Narrative practice, whatever its other merits, seeks to serve as a corrective and an antidote to the hidden curriculum.  In an essay of the same name, NYU physician Jerome Lowenstein once asked "can empathy be taught"?  Since is it evident that empathy can be un-learned on the wards, perhaps, the argument goes, this novel approach to focusing attention on the humanity, the subjective and deeply personal experiences of those who seek our care, and those who provide it,  may mitigate this threat to our ability to be the physicians we intended to be. 

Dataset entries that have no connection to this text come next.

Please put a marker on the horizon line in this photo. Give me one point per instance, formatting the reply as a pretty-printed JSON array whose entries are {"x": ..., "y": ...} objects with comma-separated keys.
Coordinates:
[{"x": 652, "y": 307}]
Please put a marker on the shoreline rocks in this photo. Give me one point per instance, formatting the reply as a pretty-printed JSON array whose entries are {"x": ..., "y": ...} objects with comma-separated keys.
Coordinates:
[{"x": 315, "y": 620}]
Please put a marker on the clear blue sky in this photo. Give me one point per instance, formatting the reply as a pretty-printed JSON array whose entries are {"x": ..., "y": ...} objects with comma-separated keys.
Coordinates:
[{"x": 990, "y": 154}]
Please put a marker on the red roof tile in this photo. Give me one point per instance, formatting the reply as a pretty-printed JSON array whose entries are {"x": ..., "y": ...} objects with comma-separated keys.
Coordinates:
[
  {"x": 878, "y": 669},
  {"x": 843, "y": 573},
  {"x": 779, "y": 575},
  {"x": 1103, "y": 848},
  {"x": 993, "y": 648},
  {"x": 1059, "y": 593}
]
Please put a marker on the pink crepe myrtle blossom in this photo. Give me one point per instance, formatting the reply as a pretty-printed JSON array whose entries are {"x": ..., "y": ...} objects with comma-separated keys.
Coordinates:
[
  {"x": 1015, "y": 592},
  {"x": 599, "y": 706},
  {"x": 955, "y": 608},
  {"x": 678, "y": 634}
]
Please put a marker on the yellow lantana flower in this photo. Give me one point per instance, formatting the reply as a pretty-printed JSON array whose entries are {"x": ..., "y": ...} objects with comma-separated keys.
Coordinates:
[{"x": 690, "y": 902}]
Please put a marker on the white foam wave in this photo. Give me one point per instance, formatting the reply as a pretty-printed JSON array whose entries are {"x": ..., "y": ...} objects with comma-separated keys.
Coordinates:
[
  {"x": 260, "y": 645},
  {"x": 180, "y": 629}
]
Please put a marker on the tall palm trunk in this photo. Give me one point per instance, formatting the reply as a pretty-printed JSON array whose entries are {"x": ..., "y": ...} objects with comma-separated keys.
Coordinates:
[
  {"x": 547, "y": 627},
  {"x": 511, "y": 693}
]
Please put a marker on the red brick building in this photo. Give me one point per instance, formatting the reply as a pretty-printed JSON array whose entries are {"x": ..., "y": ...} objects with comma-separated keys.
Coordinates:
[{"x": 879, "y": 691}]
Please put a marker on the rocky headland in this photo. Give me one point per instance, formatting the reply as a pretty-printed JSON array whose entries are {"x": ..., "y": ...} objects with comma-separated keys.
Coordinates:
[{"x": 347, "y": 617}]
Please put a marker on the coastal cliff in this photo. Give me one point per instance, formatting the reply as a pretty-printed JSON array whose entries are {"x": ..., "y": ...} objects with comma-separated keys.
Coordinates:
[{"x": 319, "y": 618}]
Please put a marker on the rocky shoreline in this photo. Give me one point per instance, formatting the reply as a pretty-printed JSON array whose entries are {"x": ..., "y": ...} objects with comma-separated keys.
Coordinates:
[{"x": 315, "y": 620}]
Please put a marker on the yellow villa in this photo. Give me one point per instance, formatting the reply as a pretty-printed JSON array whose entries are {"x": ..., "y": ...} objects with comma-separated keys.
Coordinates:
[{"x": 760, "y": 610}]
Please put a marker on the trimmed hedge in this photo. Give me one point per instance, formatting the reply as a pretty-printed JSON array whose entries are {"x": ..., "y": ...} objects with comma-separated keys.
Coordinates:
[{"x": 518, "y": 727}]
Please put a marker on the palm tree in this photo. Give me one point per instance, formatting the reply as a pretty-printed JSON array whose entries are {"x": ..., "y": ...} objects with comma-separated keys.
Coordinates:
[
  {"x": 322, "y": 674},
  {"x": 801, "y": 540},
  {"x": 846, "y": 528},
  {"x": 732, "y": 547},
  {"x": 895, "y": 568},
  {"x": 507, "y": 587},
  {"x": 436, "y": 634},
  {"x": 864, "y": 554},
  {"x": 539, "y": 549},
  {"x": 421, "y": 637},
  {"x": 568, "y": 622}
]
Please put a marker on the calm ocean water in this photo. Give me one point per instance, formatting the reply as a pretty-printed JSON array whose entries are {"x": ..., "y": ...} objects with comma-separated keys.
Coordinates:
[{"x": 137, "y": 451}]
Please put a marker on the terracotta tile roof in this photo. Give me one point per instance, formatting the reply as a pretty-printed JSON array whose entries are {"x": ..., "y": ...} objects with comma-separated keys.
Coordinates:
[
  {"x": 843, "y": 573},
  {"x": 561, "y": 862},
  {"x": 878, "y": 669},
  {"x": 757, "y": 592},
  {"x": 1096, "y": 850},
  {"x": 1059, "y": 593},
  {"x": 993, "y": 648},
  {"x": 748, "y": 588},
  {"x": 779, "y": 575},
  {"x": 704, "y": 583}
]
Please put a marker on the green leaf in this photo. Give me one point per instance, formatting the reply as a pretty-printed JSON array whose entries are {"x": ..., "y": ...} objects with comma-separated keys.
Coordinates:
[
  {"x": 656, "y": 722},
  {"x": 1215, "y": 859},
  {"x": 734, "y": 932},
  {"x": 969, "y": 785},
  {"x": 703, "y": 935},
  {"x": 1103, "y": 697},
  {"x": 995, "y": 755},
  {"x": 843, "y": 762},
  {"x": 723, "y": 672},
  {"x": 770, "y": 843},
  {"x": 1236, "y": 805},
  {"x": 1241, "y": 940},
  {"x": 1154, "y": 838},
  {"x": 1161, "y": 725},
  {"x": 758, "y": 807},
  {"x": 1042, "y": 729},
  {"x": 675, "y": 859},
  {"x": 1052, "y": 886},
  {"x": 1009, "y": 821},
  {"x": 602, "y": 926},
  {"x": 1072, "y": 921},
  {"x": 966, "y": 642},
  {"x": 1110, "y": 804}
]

We should hope so.  It has been established that patient outcomes (including Hgb A1C levels in diabetic patients) are impacted by physician empathy.  There is a measure of this quality to be found in nationally-collected and publicly-reported patient experience data. ("During this hospital stay...how often did doctors listen carefully to you?").  Finally, we ourselves are impacted.  It has been observed that one feature of physician burn-out, an increasingly prevalent problem, is a sense of disconnection from our patients and of ineffectiveness in our work.  Empathic connection is exactly the inverse of burn out.  Dr. Lawrence Smith, founding dean of our heath system's School of Medicine, has stated as much by asserting that finding the stories of our patients is the best prevention for burn out.  It is curiosity about our patients and their lives, and indeed our privileged access to their most personal aspirations and fears, that creates a foundation for trust, and both defines us and sustains us as physicians.